Condition is Key Driver for Commercial Vehicle Value, says Manheim
James Davis, head of commercial vehicles at Manheim, suggests that shifts in supply and demand patterns of the current used van market have led to a change in the factors behind CV values. Traditionally, vehicle age has played the largest role in shaping CV value, with ancillary considerations such as mileage, colour and availability also being key value influencers. However, those rules are now changing.
According to Davis, the current high level of demand has had a significant impact on what influences CV values, with condition now key to driving price.

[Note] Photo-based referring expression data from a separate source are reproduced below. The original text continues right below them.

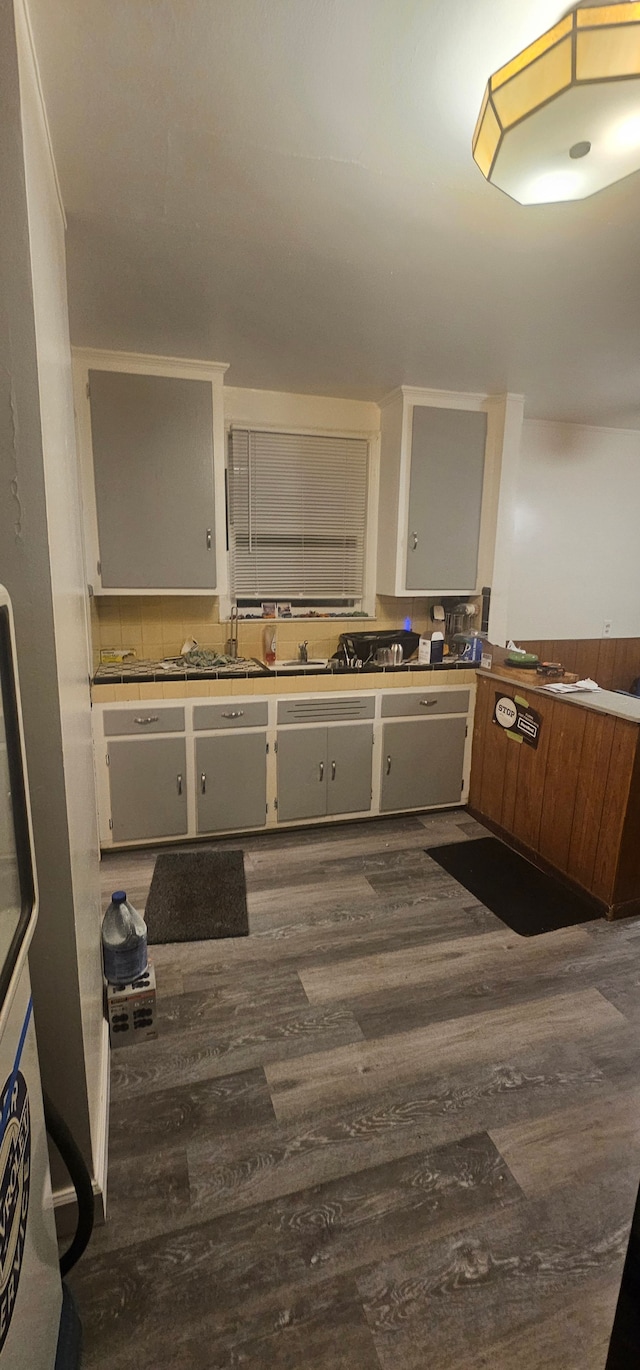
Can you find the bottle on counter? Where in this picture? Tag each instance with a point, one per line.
(124, 941)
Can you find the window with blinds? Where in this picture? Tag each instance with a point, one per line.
(298, 514)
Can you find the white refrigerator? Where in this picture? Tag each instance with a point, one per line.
(30, 1289)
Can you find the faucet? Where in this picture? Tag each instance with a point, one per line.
(232, 644)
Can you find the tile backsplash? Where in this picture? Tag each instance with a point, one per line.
(156, 626)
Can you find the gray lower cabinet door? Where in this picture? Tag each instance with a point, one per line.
(148, 791)
(348, 769)
(232, 781)
(302, 773)
(422, 763)
(154, 470)
(444, 499)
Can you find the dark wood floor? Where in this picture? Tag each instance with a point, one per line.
(380, 1132)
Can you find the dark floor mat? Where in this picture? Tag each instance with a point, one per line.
(528, 900)
(198, 895)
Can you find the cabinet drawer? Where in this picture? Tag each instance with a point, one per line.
(145, 718)
(425, 704)
(240, 714)
(326, 710)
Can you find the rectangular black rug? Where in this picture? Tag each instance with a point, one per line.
(198, 895)
(525, 898)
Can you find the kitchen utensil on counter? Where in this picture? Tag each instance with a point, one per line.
(269, 640)
(468, 647)
(437, 647)
(459, 621)
(362, 647)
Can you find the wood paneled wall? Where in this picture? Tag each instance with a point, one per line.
(614, 662)
(572, 804)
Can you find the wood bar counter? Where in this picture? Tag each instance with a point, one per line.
(572, 803)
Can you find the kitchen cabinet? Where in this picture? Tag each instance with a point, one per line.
(154, 473)
(422, 763)
(192, 767)
(444, 497)
(439, 474)
(151, 443)
(230, 781)
(147, 778)
(324, 771)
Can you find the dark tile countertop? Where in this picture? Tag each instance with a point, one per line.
(155, 673)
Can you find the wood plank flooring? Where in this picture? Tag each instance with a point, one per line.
(380, 1132)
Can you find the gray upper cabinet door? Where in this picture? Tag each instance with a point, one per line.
(232, 781)
(422, 763)
(148, 793)
(446, 499)
(348, 769)
(154, 470)
(302, 773)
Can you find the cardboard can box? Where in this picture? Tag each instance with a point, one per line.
(132, 1010)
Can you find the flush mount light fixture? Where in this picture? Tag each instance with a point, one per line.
(562, 119)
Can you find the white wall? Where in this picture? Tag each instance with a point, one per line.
(576, 555)
(66, 969)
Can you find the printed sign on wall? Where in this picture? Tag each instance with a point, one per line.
(518, 721)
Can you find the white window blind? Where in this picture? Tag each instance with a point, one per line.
(298, 514)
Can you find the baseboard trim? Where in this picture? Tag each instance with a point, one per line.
(65, 1204)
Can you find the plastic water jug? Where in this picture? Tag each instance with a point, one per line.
(124, 941)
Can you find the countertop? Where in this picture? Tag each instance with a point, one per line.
(155, 673)
(599, 702)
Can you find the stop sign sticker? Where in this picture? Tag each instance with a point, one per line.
(506, 711)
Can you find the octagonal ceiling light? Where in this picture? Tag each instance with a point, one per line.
(562, 119)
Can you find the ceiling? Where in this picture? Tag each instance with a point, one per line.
(287, 185)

Over the past eight years, the CV sector has seen values steadily increase, in spite of a rise in both the average age and mileage of vans. Comparable figures from 2006 Q1 and 2014 Q1 show that although the average age at auction has risen by 9 months (from 54 to 63) and mileage by 12,000 (from 72,000 to 84,000), the average value has increased by £1,429 (or 45%).
Davis says: “The effects of the recession are still being felt in the CV sector as the average age of vans at auction continues to grow. As the downturn started to bite, a lot of van contracts were extended – heralding a change in the way values are determined. Prior to the recession, age dictated value, something that loses its currency in a time of longer contracts. To maximise potential end-of-contract value, it’s essential for the van’s overall condition to be good. I think these figures send a message to suppliers that it’s not all about age; condition, including elements such as usage and operational environment, is now king of the CV jungle”.

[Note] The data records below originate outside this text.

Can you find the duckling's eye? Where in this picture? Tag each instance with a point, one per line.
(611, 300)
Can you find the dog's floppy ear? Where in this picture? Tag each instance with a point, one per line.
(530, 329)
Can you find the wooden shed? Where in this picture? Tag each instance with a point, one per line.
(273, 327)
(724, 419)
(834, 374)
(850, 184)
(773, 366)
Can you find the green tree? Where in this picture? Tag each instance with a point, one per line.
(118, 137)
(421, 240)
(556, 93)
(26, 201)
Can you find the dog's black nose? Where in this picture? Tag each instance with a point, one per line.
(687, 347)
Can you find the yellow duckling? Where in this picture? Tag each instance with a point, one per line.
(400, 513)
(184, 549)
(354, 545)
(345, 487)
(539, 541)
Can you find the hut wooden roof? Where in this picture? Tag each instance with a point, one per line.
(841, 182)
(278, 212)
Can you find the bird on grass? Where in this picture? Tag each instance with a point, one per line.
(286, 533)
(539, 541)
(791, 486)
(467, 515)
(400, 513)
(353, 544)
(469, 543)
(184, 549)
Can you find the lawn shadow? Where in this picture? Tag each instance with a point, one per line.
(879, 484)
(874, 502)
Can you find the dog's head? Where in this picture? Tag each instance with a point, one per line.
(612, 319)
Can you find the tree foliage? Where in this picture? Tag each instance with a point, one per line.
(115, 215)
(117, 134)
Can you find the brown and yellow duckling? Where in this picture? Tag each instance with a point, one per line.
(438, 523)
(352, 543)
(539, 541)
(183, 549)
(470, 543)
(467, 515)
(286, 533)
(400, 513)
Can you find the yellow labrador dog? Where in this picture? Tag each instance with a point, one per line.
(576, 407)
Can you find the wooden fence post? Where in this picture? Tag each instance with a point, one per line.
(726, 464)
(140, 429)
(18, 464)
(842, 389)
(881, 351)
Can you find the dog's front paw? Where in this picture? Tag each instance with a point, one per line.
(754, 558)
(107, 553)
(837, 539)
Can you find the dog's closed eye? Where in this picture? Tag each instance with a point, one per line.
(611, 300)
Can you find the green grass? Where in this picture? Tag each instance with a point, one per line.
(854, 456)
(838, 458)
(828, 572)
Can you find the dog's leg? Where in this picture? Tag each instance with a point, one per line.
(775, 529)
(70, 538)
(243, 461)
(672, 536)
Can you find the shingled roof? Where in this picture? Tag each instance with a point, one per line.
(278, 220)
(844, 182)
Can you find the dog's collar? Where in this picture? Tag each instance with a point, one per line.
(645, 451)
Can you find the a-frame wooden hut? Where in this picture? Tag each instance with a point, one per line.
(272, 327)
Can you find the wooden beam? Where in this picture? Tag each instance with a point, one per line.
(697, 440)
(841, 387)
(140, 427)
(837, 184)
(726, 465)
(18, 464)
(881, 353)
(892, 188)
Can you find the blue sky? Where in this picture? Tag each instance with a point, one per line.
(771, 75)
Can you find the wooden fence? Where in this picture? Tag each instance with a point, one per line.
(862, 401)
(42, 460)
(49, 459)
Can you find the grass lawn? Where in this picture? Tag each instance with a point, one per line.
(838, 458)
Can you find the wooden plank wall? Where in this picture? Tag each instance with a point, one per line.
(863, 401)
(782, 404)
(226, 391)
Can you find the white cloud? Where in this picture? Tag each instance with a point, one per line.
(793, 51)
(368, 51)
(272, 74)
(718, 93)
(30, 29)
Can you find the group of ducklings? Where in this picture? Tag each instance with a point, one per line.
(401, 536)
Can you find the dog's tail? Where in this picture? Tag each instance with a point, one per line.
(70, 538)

He continued: “The recession saw the van rental market rapidly consolidate, forcing many suppliers out of business. Those, usually larger players, that were left in the market took an innovative approach to moving metal. Use of ‘Flexi-rental’ schemes grew significantly in popularity during the recession, with more and more operators choosing not to commit to long-term contracts.
With condition, rather than age, now central to a van’s value, it’s perhaps no surprise that vans are being kept on the roads for longer.
Davis concluded: “It’s an exciting time for the CV market, and I expect this to continue into next year. There are currently four million vans on British roads with a further 300,000 being registered each year. By the end of the decade, we could see a wholesale market volume increase of 30%, meaning it’s more important than ever for suppliers to ensure their vehicles stand out. I’d suggest that making sure the van’s condition is up to scratch is the best way of achieving this. Vans might be getting older but, as recent trends have shown, buyers are now more likely to make a purchase based on upkeep rather than the number of years, or miles, on the clock.”